Important Information

Saturday, May 2, 1863



The morning sun came up warm and bright, much to the pleasure of those who slept without their blankets and shelter.  The soldiers were making some strong coffee when word came that the Confederates had been defeated and retreated from their front.  The orders were to follow them immediately.

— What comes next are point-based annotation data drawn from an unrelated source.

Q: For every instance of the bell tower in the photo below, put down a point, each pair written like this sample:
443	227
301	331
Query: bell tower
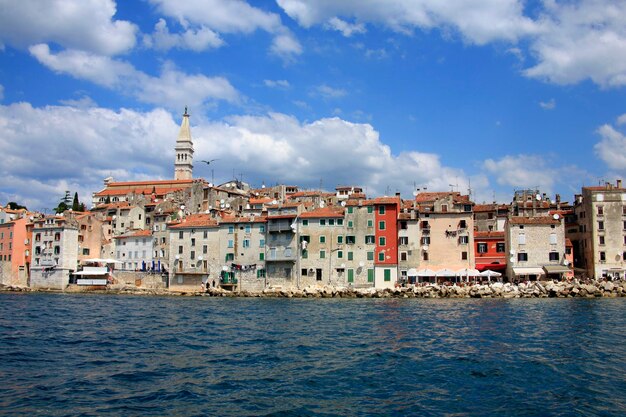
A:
183	160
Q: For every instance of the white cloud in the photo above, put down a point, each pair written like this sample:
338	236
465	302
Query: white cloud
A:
347	29
51	149
523	171
328	92
232	16
78	147
548	105
612	147
76	24
285	46
276	83
172	88
477	22
197	40
571	41
581	40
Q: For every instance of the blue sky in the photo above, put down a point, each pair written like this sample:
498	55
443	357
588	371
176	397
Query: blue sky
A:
494	95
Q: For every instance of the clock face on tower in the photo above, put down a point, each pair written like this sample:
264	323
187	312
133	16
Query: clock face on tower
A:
183	162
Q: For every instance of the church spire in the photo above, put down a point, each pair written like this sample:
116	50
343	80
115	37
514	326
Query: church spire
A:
183	162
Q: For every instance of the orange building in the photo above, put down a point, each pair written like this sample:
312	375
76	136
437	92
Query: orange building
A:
386	231
14	252
490	251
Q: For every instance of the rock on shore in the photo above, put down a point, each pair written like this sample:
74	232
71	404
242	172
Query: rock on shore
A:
538	289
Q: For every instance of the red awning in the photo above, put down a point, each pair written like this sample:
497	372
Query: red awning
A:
493	267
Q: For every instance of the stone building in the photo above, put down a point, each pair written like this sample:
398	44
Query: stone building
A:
194	250
242	250
54	252
536	248
600	243
324	256
281	244
134	250
447	231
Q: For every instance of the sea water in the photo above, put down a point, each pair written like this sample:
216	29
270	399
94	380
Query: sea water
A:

Charles Johnson related this story of the morning's events.
At this time a young Confederate soldier turned up, but from just where no one knew. One of our surgeons, however, tapped him on the shoulder, saying: "You are my prisoner."  He was "willin'," and was at once turned over to the proper authorities.
The army fell into line and began to march along the road to Port Gibson.  They saw the place where the Confederates made their last stand, while the rest retreated.  It was on the top of a hill.  Charles Johnson describe the scene:
By the roadside, near a pile of rails, lay a dead Confederate.  He seemed to have been a tall, lanky fellow, a typical specimen, and though the weather was as warm as June in the North, there was yet on his head a heavy fur cap. A little farther on, under a mulberry tree, lay the body of a good-looking young Confederate. He was rotund in figure, and had on what seemed to be a new suit of gray jeans. Already the blue flies were hovering about the dead body; but his late enemies, thus soon becoming familiar with violent forms of death, complacently gathered mulberries from the tree above him. Most of the Confederate dead were said to have been collected before the retreat and buried in a ravine. Those seen were what fell from the few left behind to cover the retreat. Thus, a few scattered dead Federal soldiers by the roadside were seen when coming upon the battlefield eighteen hours before, and now several Confederate dead, fallen by the wayside, were come upon when leaving the field....
At about 9 o'clock they reached Port Gibson.  Over several houses flew red flags, indicating the buildings were occupied as hospitals.  At the door of one of these was an friendly and talkative enlisted Confederate soldier.  The enthusiastic Southerner warned the Union soldiers, "o, you never will take Vicksburg in the world. It will turn out just like your On to Richmond. The South will gain her independence, and Southern Illinois and Southern Indiana will yet become a part of the Confederacy."

This man was dressed in gray jeans and spoke quite intelligently.  He did not have a Southern accent but hooted derisively at Lincoln's Emancipation Proclamation as utterly futile.

The 13th Army Corps entered Port Gibson in triumph, the.  Their enemy had hastily fled the previous night, burning the bridge across the Bayou Pierre in order to slow the pursuit of the Federal.  It was therefore necessary for the Union regiments to remain Port Gibson for some time, until a pontoon bridge could be constructed.

With his victory at Port Gibson, General Grant had completely flanked Grand Gulf.  That Confederates evacuated Grand Gulf and moved to Vicksburg.  As soon as he learned this, General Grant made arrangements for changing his base of supplies from Bruinsburg to Grand Gulf.